Sempre per restare in tema "fatti, non parole" cito qualcuno che qualcosa ha vinto.

Per entrambe le domande espresse sopra va valutato quanto abbiamo dato in palestra a livello
- fisico (fuori e dentro al campo)
- tecnico 
- tattico (sia come studio personale che come esecuzione degli ordini del coach)
- relazionale col resto del gruppo (fuori e dentro al campo, 24 ore su 24)

Se anche solo ad uno di questi punti rispondiamo "potevo dare di più" l'analisi è già fatta e conclusa: vincere non è cosa da tutti e per riuscire questi elementi devono essere sempre espressi al massimo.

Dando per scontato che abbiamo fatto il massimo restano due soluzioni:
1. gli altri erano più forti
2. abbiamo sbagliato qualcosa

Della prima ipotesi è inutile parlare: ammettendo che gli altri fossero più forti e che noi abbiamo dato il massimo non dovremmo avere problemi a fare un'analisi serena e molto oggettiva della sconfitta.
Se, invece, abbiamo sbagliato qualcosa bisogna capire dov'è stato l'errore.

Per capire dov'è stato l'errore bisogna confrontarsi con:
- i nostri obiettivi tecnici e tattici di inizio anno (non averne è un errore clamoroso!);
- il vincente, che, in quanto tale, probabilmente quell'errore non l'ha fatto;
- le formazioni o i giocatori che, anche se nel complesso hanno fatto peggio di noi, hanno sviluppato il singolo elemento in modo migliore.

Qual è l’apporto di una sconfitta? Una visione più precisa di noi stessi.
(EM Cioran)

Errori da non fare nell'analizzare una sconfitta:

- non ascoltare gli altri. Evangelicamente parlando: ascoltate tutto e tenete ciò che è buono!

- addossare la colpa a persone che non siamo noi: è inutile se si vuole usare la sconfitta per crescere. Non che sia sbagliato in senso assoluto. Può darsi che la problematicità maggiore venga identificata in una o più persone che non siamo noi, ma in una squadra il problema si crea e aumenta con l'interazione di tutti. Es.: potevamo spronare di più un nostro compagno o magari parlargli in maniera più diretta o meno invasiva. 

- addossare colpe solo a te stesso: non vedete tutto negativo perchè è il modo migliore per vivere la sconfitta solo come una bocciatura

- non giustificare errori personali con situazioni ambientali o a te esterne...il classico: chi vince festeggia e chi perde spiega!

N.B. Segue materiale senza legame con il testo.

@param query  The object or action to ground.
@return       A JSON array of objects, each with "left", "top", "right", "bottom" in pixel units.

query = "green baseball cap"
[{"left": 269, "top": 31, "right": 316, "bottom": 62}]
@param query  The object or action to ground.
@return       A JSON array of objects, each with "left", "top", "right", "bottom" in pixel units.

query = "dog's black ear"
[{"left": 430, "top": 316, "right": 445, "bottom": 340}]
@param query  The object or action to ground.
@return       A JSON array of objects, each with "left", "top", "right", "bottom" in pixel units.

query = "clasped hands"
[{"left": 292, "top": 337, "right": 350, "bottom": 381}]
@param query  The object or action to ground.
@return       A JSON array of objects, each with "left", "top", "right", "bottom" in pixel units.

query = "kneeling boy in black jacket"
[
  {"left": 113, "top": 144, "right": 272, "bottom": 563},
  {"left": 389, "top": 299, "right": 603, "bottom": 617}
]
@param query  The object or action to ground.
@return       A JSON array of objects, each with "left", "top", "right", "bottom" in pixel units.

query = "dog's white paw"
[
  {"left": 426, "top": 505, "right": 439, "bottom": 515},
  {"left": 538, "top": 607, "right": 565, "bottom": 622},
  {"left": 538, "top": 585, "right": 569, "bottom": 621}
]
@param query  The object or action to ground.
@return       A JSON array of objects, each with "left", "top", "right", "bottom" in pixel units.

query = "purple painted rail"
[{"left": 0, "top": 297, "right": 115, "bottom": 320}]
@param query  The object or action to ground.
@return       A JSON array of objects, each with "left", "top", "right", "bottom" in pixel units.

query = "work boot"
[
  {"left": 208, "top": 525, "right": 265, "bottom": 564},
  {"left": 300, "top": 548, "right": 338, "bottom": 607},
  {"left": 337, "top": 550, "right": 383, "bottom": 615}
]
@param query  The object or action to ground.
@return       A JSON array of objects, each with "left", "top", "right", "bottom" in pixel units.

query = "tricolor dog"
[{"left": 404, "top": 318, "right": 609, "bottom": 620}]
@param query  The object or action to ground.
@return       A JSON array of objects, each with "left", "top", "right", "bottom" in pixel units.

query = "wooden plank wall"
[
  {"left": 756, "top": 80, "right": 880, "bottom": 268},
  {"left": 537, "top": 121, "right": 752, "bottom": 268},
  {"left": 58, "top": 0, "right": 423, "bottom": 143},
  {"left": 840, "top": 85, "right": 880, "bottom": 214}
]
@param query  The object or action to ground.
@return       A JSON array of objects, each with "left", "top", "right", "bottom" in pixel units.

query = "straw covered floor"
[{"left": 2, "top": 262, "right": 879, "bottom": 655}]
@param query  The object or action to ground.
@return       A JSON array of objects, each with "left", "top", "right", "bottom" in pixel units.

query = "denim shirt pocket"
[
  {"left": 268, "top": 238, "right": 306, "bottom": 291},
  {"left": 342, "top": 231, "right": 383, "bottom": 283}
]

- non cercare apprezzamenti esterni sul vostro operato. Cercare apprezzamenti in parenti o amici è facile tanto quanto inutile per la tua crescita personale

- non aspettare che ti venga riconosciuto qualcosa di buono seppure voi lo abbiate fatto: accettate il fatto che avete perso e che resterà solo questo fatto.


Il consiglio che mi viene da darmi dopo questi ragionamenti?
Parafrasando Francis Scott Fitzgerald:

Mai confondere una singola sconfitta con una sconfitta definitiva.

Odia la sconfitta. Riprovaci.
Analizza, sii onesto con te stesso e ricomincia a cercare nuove soluzioni perché hai un traguardo da raggiungere: questa è stata solo un'opportunità di imparare e una tappa per crescere.